Oct. 10, 2017.
Reform of the Vatican’s finances has been a top priority for Pope Francis. However, after some initial successes he has now suffered several serious reverses:
- An independent financial audit of the Vatican’s finances by PwC was abruptly halted
- Cardinal Pell who heads the new Secretariat of the Economy is in Australia facing sexual abuse charges in court which could see him away from Rome for a year – and no replacement has been appointed
- The highly respected Auditor General Libero Milone was appointed on a 5-year contract but left after 2 years. Milone says he was forced to quit after finding irregularities.
It appears obvious that some powerful members of the Curia do not want transparency in financial matters. The problem seems to lie in Vatican culture, where each Vatican department guards its autonomy. While most Vatican departments now prepare accounts covering their running costs, there are no public accounts of the Vatican’s property and investment portfolios, which are spread over a number of departments. The Vatican’s property portfolio is estimated at €10billion but these details are kept secret.
Pope Francis has said: “If we don’t know how to look after money, which we can see, how can we look after the souls of the faithful, which we cannot?”

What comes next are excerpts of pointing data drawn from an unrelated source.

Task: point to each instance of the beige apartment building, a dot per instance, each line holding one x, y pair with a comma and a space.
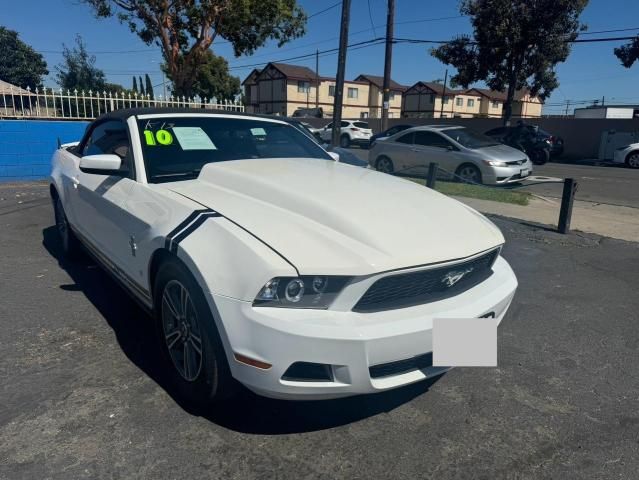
281, 89
424, 100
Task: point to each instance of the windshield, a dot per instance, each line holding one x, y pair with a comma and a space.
469, 138
176, 148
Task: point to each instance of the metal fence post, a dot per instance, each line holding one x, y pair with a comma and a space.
432, 175
567, 200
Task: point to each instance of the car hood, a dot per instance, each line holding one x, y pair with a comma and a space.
502, 152
330, 218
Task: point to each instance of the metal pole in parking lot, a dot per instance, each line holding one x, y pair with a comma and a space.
432, 175
567, 200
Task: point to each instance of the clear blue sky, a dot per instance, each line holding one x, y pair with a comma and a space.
590, 72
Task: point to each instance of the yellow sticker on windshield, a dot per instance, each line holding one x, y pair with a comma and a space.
162, 137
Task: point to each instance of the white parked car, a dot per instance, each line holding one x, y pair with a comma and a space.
266, 262
628, 154
461, 153
352, 132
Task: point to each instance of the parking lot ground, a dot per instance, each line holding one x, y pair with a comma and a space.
83, 395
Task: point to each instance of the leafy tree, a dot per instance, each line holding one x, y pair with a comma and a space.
20, 64
186, 29
213, 79
148, 86
628, 53
78, 70
516, 44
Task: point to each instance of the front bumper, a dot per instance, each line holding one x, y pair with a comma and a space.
505, 175
350, 342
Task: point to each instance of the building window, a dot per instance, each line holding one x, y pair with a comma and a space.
303, 87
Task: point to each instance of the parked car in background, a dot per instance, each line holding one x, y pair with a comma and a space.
460, 152
556, 143
309, 112
389, 133
628, 154
353, 132
260, 261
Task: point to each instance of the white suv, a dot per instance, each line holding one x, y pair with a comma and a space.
352, 132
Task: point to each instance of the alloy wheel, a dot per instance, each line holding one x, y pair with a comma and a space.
469, 174
181, 330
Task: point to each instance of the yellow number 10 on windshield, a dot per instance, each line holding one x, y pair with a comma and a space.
162, 137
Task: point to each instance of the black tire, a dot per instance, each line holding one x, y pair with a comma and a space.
540, 156
469, 173
71, 247
384, 164
202, 382
632, 159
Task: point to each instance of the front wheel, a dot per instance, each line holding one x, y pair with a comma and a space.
189, 337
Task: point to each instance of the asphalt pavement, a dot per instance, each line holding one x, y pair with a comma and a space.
598, 182
83, 394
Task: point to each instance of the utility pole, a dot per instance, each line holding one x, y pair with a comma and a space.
317, 78
388, 59
441, 112
341, 71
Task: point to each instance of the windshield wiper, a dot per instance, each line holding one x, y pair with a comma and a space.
192, 173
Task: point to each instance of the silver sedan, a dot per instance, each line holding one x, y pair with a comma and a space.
459, 151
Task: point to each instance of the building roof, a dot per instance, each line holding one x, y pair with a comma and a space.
7, 88
251, 76
379, 81
294, 71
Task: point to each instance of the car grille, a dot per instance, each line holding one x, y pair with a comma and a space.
401, 366
424, 286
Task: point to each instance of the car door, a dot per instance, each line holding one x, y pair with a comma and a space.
325, 134
430, 147
98, 200
399, 151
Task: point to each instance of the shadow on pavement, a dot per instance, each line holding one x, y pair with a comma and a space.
247, 412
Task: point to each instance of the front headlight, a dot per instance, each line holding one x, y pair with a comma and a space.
495, 163
308, 291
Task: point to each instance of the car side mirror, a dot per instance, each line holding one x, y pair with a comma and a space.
103, 164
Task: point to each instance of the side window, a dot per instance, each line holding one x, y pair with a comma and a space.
408, 138
109, 138
430, 139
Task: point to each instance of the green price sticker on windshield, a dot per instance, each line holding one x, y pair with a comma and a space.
161, 137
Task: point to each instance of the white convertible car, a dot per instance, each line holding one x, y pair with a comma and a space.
263, 260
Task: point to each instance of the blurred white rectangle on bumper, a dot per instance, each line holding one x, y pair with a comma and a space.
464, 342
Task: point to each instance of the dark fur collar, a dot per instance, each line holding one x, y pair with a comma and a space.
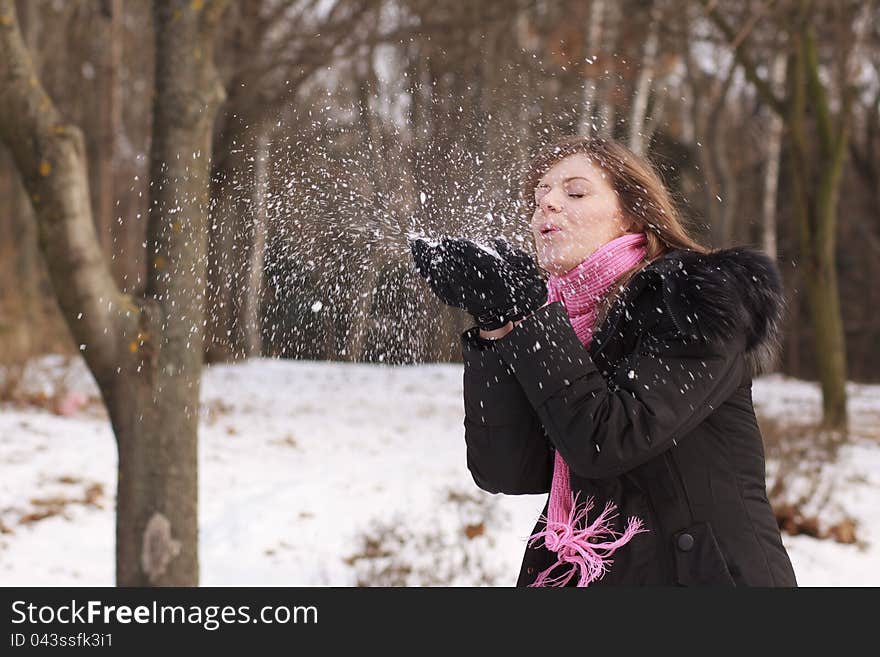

We Are Church International fully supports Pope Francis’ financial reforms aimed at accountability and transparency. “We call on Pope Francis to appoint a new head at the Secretariat of the Economy to replace Cardinal Pell, whose 5 year term would in any case end in 2019” said Sigrid Grabmeier, Chair of We Are Church International. “The new head should be a layperson with experience in change management in complex organizations. This is essential in giving the people of the Church a sense that the Vatican understands the importance of being open about its finances. It will increase the sense of trust donors have in the Vatican.”
We Are Church International (IMWAC) founded in Rome in 1996, is a global coalition of national church reform groups. It is committed to the renewal of the Roman Catholic Church based on the Second Vatican Council (1962-1965) and the theological spirit developed from it.